My acid-test for this system is this: it should be sufficient to enable a
FUP implementation.  A more strenuous test might be that the system should
be sufficient to implement a dynamically linked *network*
implementation--but I'll leave well enough alone for now and stick to FUP.

For the moment I'll call the plug-in module a DLL.

The design parameters I've come up with are, in no particular order:

1. The DLL needs access to all the utilities in the server.
Fundamentally, this is everything that is specified as external linkage in
a header file.  The DLL needs all the facilities in the server, from
memory management, to network input and output, to DB interaction, etc.

2. The interaction between the server and the DLL must include version
control.  Because a DLL uses all the externally linked functions of the
server, it is either linked to a specific version of the server, or needs
to be aware of the differences among versions.  Therefore, the version of
the server needs to be available to the plug-in at load time to verify
compatibility.

3. Version information about the installed plug-ins must be available to
the user.  It should appear in the log file in a standard format for
diagnostic purposes, and should be available during run time via a
built-in function.

4. While the DLL must be able to call a large number of functions in the
server, the server needs to call only a small number of predefined
functions in the network implementation.  Specifically, the server must
call the DLL:
A. At startup to give the DLL an opportunity to perform initialization,
register built-in functions, and to obtain version information.
B. At shutdown to give the DLL an opportinity to clean up.
C. When the server needs to call the built-in functions registered by the
DLL.  However, the server doesn't need to know where to find these
functions; the plug-in tells it this when it registers the functions (as
in the current extension registration procedure.)

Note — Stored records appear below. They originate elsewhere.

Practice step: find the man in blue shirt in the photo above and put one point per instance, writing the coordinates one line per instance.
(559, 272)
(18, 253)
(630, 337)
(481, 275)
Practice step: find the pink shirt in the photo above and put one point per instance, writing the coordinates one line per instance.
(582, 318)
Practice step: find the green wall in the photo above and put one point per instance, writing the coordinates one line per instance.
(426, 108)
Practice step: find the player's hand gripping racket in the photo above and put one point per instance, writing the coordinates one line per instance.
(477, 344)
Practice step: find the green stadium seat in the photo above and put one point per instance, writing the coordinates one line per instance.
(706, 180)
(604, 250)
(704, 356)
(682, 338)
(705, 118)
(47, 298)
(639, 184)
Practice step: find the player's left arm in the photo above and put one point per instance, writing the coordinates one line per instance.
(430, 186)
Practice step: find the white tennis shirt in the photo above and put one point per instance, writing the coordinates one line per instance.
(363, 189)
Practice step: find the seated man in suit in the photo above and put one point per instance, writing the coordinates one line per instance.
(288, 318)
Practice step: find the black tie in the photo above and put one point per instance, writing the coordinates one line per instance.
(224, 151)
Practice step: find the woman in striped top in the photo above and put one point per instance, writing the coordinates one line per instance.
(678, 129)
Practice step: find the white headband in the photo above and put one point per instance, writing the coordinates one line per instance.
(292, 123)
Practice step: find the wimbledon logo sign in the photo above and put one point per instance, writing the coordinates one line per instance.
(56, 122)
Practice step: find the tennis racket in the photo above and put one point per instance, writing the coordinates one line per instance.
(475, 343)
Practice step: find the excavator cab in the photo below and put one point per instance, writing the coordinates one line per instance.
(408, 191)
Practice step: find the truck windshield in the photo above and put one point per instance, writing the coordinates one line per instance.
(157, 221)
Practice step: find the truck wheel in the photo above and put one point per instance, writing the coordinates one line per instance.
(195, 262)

5. Plug-ins must be initialized before the database is loaded or function
calls will be unneccesarily converted into calls to call_function().

6. Variables with external linkage may need to be encapsulated by a
function or functions for plug-ins to access them, and should be
encapsulated regardless for portability where these mechanisms have been
altered (for example).


Additional design considerations are:

1. Portability, part I.  The extension mechanism should be portable to as
many systems as possible..  This is difficult because run-time linking is
one of the least standard mechanisms across platforms.

2. Portability, part II.  The extensions themselves should be as portable
as possible.  This presumably involves a good packaging to insulate the
server and extension alike from the dynamic-link implementation.  The
plug-in design should facilitate use of plug-ins as traditional
compile-time server extensions when dynamic linking is unavailable.

Comments, anyone?


  --Chris                           cunkel@engin.umich.edu
    ResComp Network Support Technician, Bursley Hall
    "Invisibility is in the eye of the beholder."